Zuleka Ru-Glo Henderson ’98

Founding Director of the Center for Black WellBeing and former lecturer in social work at Columbia University

What advice would you give to a girl graduating from Williston today?   

  1. Know that you are perfect and worthy, right now.
  2. Trust that you have something unique to contribute to this world. Listen inward for guidance about what that thing is–look for the inspired idea that makes you light up and go deep in its direction.

Tell us about a woman who is your hero and why?

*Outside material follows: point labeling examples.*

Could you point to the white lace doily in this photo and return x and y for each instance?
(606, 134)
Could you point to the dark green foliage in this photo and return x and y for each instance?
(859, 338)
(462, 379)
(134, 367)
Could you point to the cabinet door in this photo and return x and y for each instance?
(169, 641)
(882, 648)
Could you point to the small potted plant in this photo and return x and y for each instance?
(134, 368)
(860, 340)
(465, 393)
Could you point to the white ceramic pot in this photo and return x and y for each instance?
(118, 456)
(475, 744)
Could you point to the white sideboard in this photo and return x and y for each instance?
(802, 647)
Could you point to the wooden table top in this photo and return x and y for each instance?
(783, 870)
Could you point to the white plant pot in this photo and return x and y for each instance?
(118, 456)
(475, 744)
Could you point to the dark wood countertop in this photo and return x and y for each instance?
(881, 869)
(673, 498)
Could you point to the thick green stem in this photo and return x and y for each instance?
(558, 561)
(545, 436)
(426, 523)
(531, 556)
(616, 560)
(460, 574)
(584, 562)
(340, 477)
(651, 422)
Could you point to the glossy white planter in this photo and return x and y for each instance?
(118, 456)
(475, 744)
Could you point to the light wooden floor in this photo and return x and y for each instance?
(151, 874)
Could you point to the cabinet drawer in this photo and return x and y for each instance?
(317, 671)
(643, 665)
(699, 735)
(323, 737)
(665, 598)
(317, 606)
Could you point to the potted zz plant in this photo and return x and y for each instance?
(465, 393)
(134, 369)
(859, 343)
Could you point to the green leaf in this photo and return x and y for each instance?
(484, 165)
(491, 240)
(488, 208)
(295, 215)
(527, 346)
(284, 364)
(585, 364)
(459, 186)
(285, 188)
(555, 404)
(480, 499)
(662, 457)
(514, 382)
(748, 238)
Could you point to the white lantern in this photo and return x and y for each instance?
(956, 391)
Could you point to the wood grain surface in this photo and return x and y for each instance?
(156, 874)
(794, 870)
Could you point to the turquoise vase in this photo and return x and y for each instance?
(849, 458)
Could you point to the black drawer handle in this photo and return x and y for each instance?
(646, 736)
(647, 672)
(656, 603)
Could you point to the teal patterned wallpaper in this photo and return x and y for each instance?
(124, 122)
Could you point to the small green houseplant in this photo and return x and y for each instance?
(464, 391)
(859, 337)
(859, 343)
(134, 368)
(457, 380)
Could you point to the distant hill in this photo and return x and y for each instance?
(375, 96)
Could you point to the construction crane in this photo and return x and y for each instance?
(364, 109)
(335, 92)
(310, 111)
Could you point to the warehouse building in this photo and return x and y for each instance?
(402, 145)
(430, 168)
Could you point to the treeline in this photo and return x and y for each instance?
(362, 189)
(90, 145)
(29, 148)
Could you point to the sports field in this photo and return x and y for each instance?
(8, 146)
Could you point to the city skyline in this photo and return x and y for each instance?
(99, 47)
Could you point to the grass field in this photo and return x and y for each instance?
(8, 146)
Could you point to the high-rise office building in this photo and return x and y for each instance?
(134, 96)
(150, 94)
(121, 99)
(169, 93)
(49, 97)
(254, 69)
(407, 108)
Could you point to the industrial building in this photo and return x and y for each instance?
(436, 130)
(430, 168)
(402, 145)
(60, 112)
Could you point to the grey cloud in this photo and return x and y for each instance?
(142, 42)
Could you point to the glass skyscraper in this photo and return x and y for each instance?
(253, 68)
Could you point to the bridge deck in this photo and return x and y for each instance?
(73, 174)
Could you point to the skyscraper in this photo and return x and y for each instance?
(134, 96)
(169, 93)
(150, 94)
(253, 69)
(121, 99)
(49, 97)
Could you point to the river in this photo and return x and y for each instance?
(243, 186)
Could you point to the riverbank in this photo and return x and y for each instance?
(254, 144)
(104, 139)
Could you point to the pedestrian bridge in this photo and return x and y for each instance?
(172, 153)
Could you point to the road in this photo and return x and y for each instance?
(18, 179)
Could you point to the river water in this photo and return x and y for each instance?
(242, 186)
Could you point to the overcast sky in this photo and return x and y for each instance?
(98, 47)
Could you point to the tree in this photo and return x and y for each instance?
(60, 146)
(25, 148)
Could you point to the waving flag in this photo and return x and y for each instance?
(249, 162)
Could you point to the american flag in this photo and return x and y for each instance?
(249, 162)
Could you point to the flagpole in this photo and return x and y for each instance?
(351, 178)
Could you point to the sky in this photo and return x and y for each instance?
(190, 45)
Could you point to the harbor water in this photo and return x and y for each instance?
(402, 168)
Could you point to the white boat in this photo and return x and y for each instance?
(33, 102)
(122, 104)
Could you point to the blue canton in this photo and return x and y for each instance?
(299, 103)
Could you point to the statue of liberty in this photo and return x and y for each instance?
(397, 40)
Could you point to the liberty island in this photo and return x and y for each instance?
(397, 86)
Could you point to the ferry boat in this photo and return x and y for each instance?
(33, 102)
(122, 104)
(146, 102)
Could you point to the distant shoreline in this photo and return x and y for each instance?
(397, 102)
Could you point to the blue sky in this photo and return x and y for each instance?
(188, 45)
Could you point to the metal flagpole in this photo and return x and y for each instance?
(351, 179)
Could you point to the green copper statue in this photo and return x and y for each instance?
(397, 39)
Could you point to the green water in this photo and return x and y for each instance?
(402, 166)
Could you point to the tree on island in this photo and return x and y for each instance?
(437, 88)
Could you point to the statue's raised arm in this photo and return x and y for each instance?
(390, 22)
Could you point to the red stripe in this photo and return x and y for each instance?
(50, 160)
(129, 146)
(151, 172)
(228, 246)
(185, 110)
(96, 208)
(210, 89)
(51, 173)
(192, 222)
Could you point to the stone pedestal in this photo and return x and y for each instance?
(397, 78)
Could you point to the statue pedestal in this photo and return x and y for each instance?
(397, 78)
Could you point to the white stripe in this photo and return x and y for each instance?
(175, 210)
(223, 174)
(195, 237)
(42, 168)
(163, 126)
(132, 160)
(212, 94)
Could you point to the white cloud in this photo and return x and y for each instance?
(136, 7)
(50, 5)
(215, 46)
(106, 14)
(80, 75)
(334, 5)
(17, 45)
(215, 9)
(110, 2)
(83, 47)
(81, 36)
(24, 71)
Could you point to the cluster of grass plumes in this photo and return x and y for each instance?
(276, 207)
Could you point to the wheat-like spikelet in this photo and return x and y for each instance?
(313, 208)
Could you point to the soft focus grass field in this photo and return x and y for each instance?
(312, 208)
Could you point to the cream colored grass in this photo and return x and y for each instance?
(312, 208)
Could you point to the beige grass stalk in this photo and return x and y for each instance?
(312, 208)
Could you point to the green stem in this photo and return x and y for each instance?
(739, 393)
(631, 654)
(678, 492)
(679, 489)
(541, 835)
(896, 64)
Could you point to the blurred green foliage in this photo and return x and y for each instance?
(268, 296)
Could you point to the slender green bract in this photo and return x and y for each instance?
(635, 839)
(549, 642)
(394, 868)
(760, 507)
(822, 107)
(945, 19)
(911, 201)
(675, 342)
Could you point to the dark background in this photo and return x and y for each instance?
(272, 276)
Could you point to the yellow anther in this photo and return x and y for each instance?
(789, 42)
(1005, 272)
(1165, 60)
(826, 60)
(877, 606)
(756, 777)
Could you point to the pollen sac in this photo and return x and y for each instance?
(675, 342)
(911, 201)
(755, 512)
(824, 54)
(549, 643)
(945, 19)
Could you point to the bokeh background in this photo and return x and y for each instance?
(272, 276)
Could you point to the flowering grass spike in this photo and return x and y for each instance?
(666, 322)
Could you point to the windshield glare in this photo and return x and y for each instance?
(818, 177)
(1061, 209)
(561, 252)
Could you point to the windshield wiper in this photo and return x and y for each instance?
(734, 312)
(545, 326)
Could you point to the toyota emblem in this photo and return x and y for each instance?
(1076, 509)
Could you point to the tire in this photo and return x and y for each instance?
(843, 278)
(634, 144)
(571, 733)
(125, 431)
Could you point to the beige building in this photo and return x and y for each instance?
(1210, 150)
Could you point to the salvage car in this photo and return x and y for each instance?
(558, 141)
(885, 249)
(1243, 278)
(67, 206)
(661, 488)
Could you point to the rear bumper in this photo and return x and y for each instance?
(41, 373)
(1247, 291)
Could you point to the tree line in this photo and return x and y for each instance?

I have so much love and appreciation for Tabitha Brown. While I was originally introduced to her because of her viral vegan recipe videos, I ended up discovering a beautiful human who is deeply rooted in integrity, authenticity, and a commitment to just being pure love. Her success was propelled by her desire to share with others the information, practices, and tools that saved her life. Her vegan recipes, inspirational videos, and books are now reaching millions of people who testify regularly about how Tabitha Brown’s light and her content are helping them become healthier and empowered to overcome obstacles and lead lives filled with joy. I count myself among these millions. In my own journey to ensure that Black folks have access to spaces and information that support personal and collective wellbeing, I am excited to have women like Tabitha Brown as a model and reference point for what it looks like when you lean fully into your purpose and gifts with intention and love.

What do you think is next for women in your professional field?

I can’t speak for most women in my field, but I do know that women I’m close with are boldly pivoting from old models of clinical practice and digging deep into innovation and radically imagining new possibilities for this world. We are deconstructing ideas about work, success, and mental healthcare in ways that invite us to dream up and manifest new pathways to equitable, quality, healing-centered, culturally rooted, collective models of care that help ensure wellbeing for all people.

What motivates you in your work and life?

I believe I have something to contribute to intergenerational healing and well-being for Black people. Before exiting this earth, I want to leave every inspired idea that I have about amplifying the experience and transmission of wellness among Black folks all on the floor.

What’s the best advice you’ve ever received?

The best advice I’ve ever received is to tap into the power of my own consciousness. Our thoughts are so influential; where we direct our thinking affects our energy and shapes so much of our experience. When I started to work on powerfully choosing my thoughts as a daily practice, life drastically improved for me.